Growing up in the game through the junior ranks all the way to some professional tours, Mason Carmel has experienced a lot of different types of golf tournaments in his lifetime.
He’s seen what players like and what would help younger golfers going forward, and now he’s a driving force behind a one-of-a-kind junior event that will have its second edition played in the area next weekend.
A former college golfer who took his shot as a professional golfer before injuries ended that endeavor, the 27-year-old Carmel has found his calling in the sport.
“About a year and a half ago, two years ago, I said, ‘I want to put on a junior golf tournament, and I’m going to take all my experiences from junior to college to professional ranks and get together with some of my good friends on tour now to put together a tournament that is ran differently and challenges the players,’” he said.
His vision created the Elite Invitational, a tournament that brings in many of the top boys and girls junior golfers across the country to compete in a three-day tournament that also raises funds for a charity. This year, the event comes to Longleaf Golf and Family Club, with the money raised being put toward the Veterans Golf Association in Pinehurst.
Play will be held next Friday, Saturday and Sunday at Longleaf.
Carmel said the charitable aspect of the event is a way to introduce the budding golfers to the mindset that many professionals have.
“Everything that we raise for this tournament we donate back on behalf of the players,” Carmel said. “At the professional level, all these guys and girls have charities. Whether they are the top player or ranked 100 in the world, they all have some charity of foundation they give back to on a week-to-week basis.”
The field of 110 golfers were handpicked by Carmel, and a majority of the field will go on to play in college. Last year, the Elite Invitational brought out more than 40 future college players to the first playing of the tournament in Hilton Head, South Carolina. This year, 39 golfers coming to Longleaf have already committed to NCAA Division-I schools.
“We drew one of the strongest fields in the country in our first year, and we have one of the strongest fields in the country again this year that will be playing in Pinehurst,” Carmel said.
Unlike many amateur events these players compete in yearly, the Elite Invitational provides a challenge on the course that rivals the depth of the field. Also unlike those larger tournament organizers, Carmel and a small handful of close volunteers are doing all the work to make the invitational move smoothly.
“We come out with a layout that’s going to challenge the players. Every hole going into the tournament week, we’re going to have five different pin positions,” Carmel said. “Last year, five or six (paces) off the side was the farthest (into the greens the pins) got.
“It’s not something they can walk in and just bomb drivers and think they can just flip wedges or short iron into the greens. They’re going to have to be accurate and they’re going to have to think their way around the golf course. That’s what it takes at the next level.”

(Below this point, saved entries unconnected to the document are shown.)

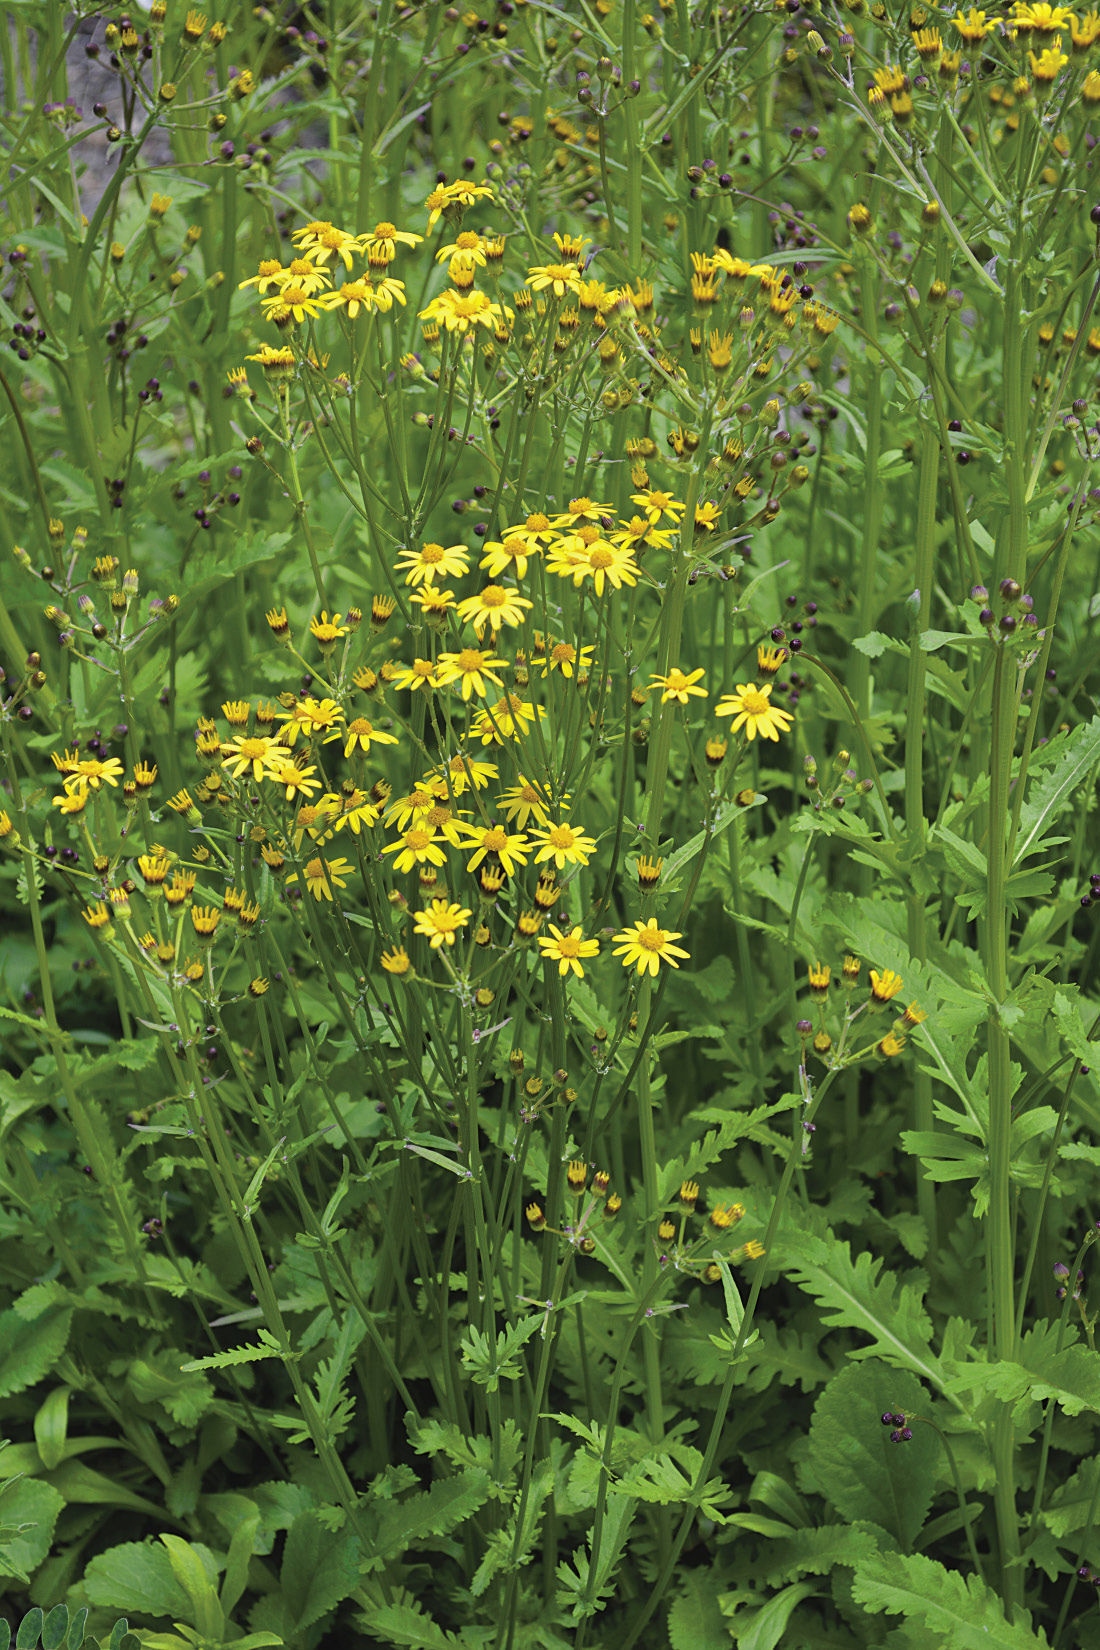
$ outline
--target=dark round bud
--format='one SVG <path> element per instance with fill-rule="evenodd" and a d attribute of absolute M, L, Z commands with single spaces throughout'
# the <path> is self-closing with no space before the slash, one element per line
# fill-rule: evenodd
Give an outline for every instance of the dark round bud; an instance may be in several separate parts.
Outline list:
<path fill-rule="evenodd" d="M 998 628 L 1000 630 L 1002 630 L 1006 636 L 1011 636 L 1012 632 L 1016 628 L 1016 616 L 1015 616 L 1015 614 L 1005 613 L 1003 615 L 1003 617 L 1001 618 L 1001 621 L 1000 621 L 1000 624 L 999 624 Z"/>
<path fill-rule="evenodd" d="M 999 588 L 1001 595 L 1004 597 L 1006 602 L 1019 601 L 1020 586 L 1017 584 L 1015 579 L 1002 579 Z"/>

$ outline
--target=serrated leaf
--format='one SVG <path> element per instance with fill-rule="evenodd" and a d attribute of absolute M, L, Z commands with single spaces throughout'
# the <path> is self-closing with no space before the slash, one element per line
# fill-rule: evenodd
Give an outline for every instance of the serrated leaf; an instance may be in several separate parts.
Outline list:
<path fill-rule="evenodd" d="M 470 1467 L 453 1478 L 439 1479 L 421 1495 L 381 1507 L 367 1556 L 377 1564 L 404 1553 L 415 1541 L 446 1535 L 473 1516 L 489 1491 L 488 1473 Z"/>
<path fill-rule="evenodd" d="M 729 1650 L 729 1623 L 706 1571 L 689 1571 L 679 1597 L 673 1599 L 668 1642 L 670 1650 Z"/>
<path fill-rule="evenodd" d="M 302 1513 L 287 1533 L 279 1581 L 297 1631 L 319 1621 L 359 1585 L 359 1541 L 351 1530 L 333 1532 L 319 1512 Z"/>
<path fill-rule="evenodd" d="M 939 1440 L 931 1427 L 919 1427 L 899 1448 L 881 1417 L 919 1411 L 927 1402 L 912 1375 L 878 1359 L 840 1370 L 814 1405 L 804 1487 L 816 1489 L 842 1518 L 870 1520 L 912 1547 L 932 1504 Z"/>
<path fill-rule="evenodd" d="M 780 1247 L 789 1274 L 821 1303 L 823 1322 L 832 1328 L 857 1329 L 869 1337 L 871 1345 L 850 1349 L 850 1358 L 877 1352 L 929 1381 L 937 1391 L 943 1390 L 943 1373 L 931 1350 L 932 1325 L 920 1289 L 911 1283 L 899 1284 L 890 1272 L 880 1276 L 881 1257 L 865 1251 L 853 1261 L 848 1244 L 831 1234 L 818 1237 L 805 1229 L 787 1231 Z"/>
<path fill-rule="evenodd" d="M 0 1575 L 26 1584 L 50 1550 L 54 1525 L 65 1505 L 52 1484 L 21 1478 L 0 1490 Z"/>
<path fill-rule="evenodd" d="M 977 1576 L 963 1576 L 919 1554 L 876 1556 L 856 1565 L 856 1602 L 919 1623 L 937 1650 L 1049 1650 L 1042 1630 L 1023 1610 L 1006 1618 L 996 1593 Z"/>
<path fill-rule="evenodd" d="M 151 1543 L 131 1541 L 98 1554 L 84 1572 L 84 1588 L 91 1603 L 104 1609 L 184 1621 L 191 1614 L 191 1601 L 176 1580 L 168 1554 Z"/>
<path fill-rule="evenodd" d="M 30 1323 L 14 1308 L 0 1313 L 0 1398 L 24 1392 L 60 1358 L 73 1321 L 68 1308 L 53 1308 Z"/>
<path fill-rule="evenodd" d="M 1064 734 L 1056 748 L 1054 765 L 1028 784 L 1020 809 L 1013 866 L 1020 865 L 1030 854 L 1039 852 L 1047 825 L 1069 806 L 1074 792 L 1084 784 L 1090 770 L 1100 765 L 1100 716 L 1094 716 L 1083 727 L 1073 728 Z"/>

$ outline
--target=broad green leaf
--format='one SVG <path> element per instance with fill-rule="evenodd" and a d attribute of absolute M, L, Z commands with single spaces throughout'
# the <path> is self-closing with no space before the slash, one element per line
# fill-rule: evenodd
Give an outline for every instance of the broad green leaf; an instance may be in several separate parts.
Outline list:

Carmel said that his fiancee, former college golfer Anna Eddy, and his mother, have helped with the organization of the event that tees off with a player banquet Thursday night.
Carmel said he wanted to spark something new with junior golf, and the tournament welcomes a large number of the future of golf to the area with a tour-like feel.
“We’re the first to do it and we do it differently,” Carmel said. “I rope off every tee box and I bring out the first tee signs and have the big LED scoreboard for all of them.”